I'm trying to set up vlans on my network, and after a lot of hours of debugging this is what I'm trying out. Whenever I enable vlan filtering, I stop being able to ping the AP.
If you are using standard openwrt br-lan interface config you probably also have to change the lan interface to br-lan.10 before you save and apply. Otherwise you will lock yourself out.
If you are experimenting with vlans (and only have 2 physical ports) it‘s always handy if you create a dedicated wlan management interface (in a different subnet) so you can always connect to the router via wifi in case you lock yourself out.
I guess I am not the only one having issues with VLAN creating on version 21. Wondering is there is a good HOW TO that someone can share. All the videos online they are just too confusing.
I'm going to try out setting up the management wlan and using that to try out the vlan setup.
you probably also have to change the lan interface to br-lan.10 before you save and apply
A few videos I saw on youtube mentioned that you could do this either way, with a dedicated device or vlan filtering. I don't care either way, as long as it works.
I did read that there's probably a problem with DSA and vlans on my hardware (Xiaomi routers).
I hope it's not that cause I didn't want to run a snapshot version.
Yea you can do it either way but I think when using bridge VLAN filtering you have to reassign your LAN Interface to one of the bridge vlan devices you created.
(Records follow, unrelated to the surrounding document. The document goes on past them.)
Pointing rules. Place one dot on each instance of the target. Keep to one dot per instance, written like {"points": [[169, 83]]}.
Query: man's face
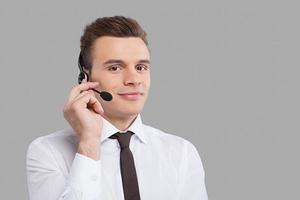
{"points": [[121, 65]]}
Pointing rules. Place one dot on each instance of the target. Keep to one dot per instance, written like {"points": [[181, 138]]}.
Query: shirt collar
{"points": [[136, 127]]}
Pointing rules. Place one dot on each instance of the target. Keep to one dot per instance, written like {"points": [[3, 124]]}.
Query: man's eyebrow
{"points": [[114, 61]]}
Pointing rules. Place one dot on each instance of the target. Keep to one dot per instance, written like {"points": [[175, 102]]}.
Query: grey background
{"points": [[225, 76]]}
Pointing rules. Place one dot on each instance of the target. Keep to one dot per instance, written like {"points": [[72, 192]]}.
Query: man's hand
{"points": [[83, 112]]}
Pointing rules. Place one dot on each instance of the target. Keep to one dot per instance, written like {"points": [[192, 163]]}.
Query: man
{"points": [[90, 160]]}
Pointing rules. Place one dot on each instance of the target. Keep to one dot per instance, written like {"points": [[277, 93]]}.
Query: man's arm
{"points": [[47, 182], [192, 184]]}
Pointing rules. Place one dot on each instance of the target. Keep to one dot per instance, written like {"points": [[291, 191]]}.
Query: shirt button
{"points": [[94, 178]]}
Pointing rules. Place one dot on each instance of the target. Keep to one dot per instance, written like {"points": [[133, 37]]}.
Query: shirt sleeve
{"points": [[192, 184], [46, 181]]}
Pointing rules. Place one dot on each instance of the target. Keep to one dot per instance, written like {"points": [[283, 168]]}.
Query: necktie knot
{"points": [[123, 138]]}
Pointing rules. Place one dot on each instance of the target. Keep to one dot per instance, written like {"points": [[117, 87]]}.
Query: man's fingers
{"points": [[76, 90], [89, 100]]}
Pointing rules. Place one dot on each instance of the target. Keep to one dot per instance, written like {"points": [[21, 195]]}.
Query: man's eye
{"points": [[114, 67], [142, 67]]}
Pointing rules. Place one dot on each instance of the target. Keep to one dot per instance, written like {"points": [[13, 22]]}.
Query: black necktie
{"points": [[129, 178]]}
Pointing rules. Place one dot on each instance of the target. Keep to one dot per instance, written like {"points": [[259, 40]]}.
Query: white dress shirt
{"points": [[167, 167]]}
Otherwise, you will lock yourself out. At least I did.
If you only have have 2 physical ports (1 lan + 1 wan) and wifi only for management I think you don’t actually need a bridge (br-lan).
I would suggest changing br-lan to eth0 and then create a separate vlan(s):
Interfaces -> LAN -> change device to eth0
Devices/Add Device Configuration -> Create a new VLAN (802.1q)
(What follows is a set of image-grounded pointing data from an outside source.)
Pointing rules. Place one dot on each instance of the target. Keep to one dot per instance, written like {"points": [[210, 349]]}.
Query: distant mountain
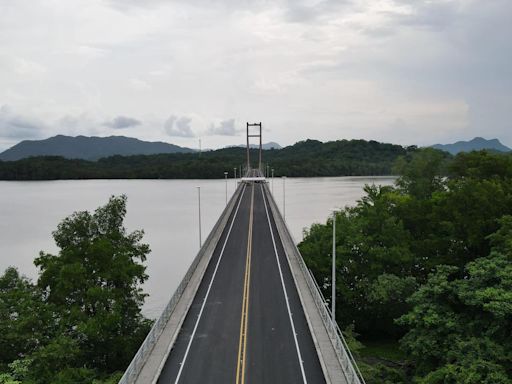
{"points": [[269, 145], [478, 143], [88, 148]]}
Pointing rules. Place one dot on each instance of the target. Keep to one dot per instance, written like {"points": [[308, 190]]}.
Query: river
{"points": [[167, 210]]}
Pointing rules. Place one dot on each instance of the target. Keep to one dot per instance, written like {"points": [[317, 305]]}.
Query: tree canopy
{"points": [[429, 262], [82, 321]]}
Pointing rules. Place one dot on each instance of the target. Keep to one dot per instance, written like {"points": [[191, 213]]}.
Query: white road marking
{"points": [[284, 291], [208, 291]]}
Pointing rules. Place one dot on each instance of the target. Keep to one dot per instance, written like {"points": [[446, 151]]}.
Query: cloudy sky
{"points": [[401, 71]]}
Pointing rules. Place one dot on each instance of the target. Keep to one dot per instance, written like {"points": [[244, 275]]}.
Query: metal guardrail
{"points": [[138, 361], [348, 363]]}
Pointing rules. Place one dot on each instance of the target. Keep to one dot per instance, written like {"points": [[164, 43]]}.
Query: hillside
{"points": [[88, 148], [476, 144], [304, 159]]}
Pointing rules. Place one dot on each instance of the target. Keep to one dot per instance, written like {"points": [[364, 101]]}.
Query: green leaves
{"points": [[435, 253], [82, 321]]}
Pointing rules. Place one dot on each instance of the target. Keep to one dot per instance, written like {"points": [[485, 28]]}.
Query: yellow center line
{"points": [[242, 344]]}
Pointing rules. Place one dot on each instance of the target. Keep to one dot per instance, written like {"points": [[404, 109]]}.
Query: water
{"points": [[165, 209]]}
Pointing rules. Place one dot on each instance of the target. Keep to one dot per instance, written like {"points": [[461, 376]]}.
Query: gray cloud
{"points": [[15, 126], [349, 68], [121, 122], [178, 126], [225, 128]]}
Multiple bridges won't properly share the hardware switch between bridges, which is necessary if you have a "trunk" Ethernet port operating tagged packets on multiple networks.
The most generic way to set up is to make a bridge containing all the Ethernet ports, then have bridge-vlans within that bridge.
If your use of VLANs is very limited, such as having to tag packets on the WAN port for your ISP modem, it is possible to cheat and just use the notation option device 'wan.100' in the wan network. But this is a special case that doesn't expand to general usage.
Thanks for the input! Will test this out either today or tomorrow. I think that if I can access the router itself via the WLAN I can properly experiment.
Note: I actually have 3 ports: one WAN and two LAN, but I removed one of them from the bridge because I expected it to be on a different vlan.
The use case is actual VLAN support via a trunk to support multiple seggregated WLANs + having one specific port be in the ISP LAN for a TV set-top box. I'm going to experiment with your advice and see if I can make this work.